Re: Postgres memoizing inner loop of join when outer loop join key is guaranteed unique? - Mailing list pgsql-general

From Jacob Jackson
Subject Re: Postgres memoizing inner loop of join when outer loop join key is guaranteed unique?
Date
Msg-id CAAiQw3w-uEZkz13Y2iU76CucRXBoR=kw6wOfq6gocT63dZLfYg@mail.gmail.com
Whole thread Raw
In response to Re: Postgres memoizing inner loop of join when outer loop join key is guaranteed unique?  (David Rowley <dgrowleyml@gmail.com>)
List pgsql-general
Thanks! This is very helpful.

On Wed, Oct 29, 2025 at 8:01 PM David Rowley <dgrowleyml@gmail.com> wrote:
On Thu, 30 Oct 2025 at 07:29, Jacob Jackson <jej.jackson.08@gmail.com> wrote:
> Hello. I was looking at some query plans recently and noticed something that didn't make sense. I have a query that joins a table of questions with results for each question (using a table with a composite primary key of question id and a user id), filtered by user id. The question IDs and the combined question-userIds are guaranteed unique due to being primary keys, and yet Postgres still memoizes the inner loop results. Any ideas why?

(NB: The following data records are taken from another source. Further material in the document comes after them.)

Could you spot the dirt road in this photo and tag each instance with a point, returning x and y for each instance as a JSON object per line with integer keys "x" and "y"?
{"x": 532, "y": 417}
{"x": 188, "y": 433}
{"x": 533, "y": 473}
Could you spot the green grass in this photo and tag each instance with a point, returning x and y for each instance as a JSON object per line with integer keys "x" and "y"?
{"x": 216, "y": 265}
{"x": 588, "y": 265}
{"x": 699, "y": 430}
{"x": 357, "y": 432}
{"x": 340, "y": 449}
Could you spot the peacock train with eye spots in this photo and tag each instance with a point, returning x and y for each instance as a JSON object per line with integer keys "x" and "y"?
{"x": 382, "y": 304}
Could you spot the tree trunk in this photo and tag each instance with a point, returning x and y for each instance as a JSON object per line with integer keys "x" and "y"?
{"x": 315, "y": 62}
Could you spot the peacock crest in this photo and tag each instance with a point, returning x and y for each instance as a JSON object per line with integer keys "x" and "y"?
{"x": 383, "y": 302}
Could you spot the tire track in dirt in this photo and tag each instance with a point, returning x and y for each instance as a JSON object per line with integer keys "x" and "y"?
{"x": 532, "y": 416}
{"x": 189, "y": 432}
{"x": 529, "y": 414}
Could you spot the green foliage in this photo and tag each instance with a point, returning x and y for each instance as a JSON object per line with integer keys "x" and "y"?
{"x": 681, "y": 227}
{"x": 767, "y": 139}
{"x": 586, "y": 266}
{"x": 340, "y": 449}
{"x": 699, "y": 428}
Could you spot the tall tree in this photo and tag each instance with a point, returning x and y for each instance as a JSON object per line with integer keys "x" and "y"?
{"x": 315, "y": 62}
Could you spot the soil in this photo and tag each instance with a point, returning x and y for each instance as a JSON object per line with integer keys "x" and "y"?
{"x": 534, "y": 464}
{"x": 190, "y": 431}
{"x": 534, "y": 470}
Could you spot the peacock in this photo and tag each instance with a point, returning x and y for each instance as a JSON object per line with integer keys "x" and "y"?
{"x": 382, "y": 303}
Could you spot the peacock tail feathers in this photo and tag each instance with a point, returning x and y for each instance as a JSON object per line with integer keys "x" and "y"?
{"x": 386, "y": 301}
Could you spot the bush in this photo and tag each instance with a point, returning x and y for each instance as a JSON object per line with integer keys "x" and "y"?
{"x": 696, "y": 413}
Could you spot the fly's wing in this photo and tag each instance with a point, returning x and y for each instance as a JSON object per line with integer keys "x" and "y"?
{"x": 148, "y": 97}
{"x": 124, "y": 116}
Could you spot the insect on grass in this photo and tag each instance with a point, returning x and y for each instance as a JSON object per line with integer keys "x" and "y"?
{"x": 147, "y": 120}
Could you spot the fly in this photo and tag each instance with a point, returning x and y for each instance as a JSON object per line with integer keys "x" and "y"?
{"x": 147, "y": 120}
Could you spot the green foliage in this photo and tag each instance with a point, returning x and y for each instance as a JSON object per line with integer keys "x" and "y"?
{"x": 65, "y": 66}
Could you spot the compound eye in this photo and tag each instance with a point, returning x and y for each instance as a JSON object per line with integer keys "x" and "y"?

I agree that when the outer side of the join has unique values that
Memoize does not make any sense. The planner currenrly puts quite a
bit of faith in the row estimates for this and if you're getting this
plan, then the estimates came back indicating there'd be fewer unique
values of "QuestionUserStatus".question in the input than there are
input rows to the Memoize node. If you delve into
cost_memoize_rescan(), you'll see the code for this (look for where
"hit_ratio" is calculated).

There are also a few prechecks in get_memoize_path() to try to avoid
this sort of thing, but unfortunately, the information to avoid
Memoize when the outer side of the join is unique isn't available.  We
do have an "inner_unique" in JoinPathExtraData, but what we'd need for
this and don't have is "outer_unique". If we had that, we could just
exit early in get_memoize_path() if that's set to true. Whether or not
going to the trouble of calculating "outer_unique" is worth the
trouble, I'm not sure. There was some work on UniqueKeys a few years
ago, which could have helped in this scenario as we could have more
easily identified uniqueness at different join levels. That's no
longer being worked on, as I understand it.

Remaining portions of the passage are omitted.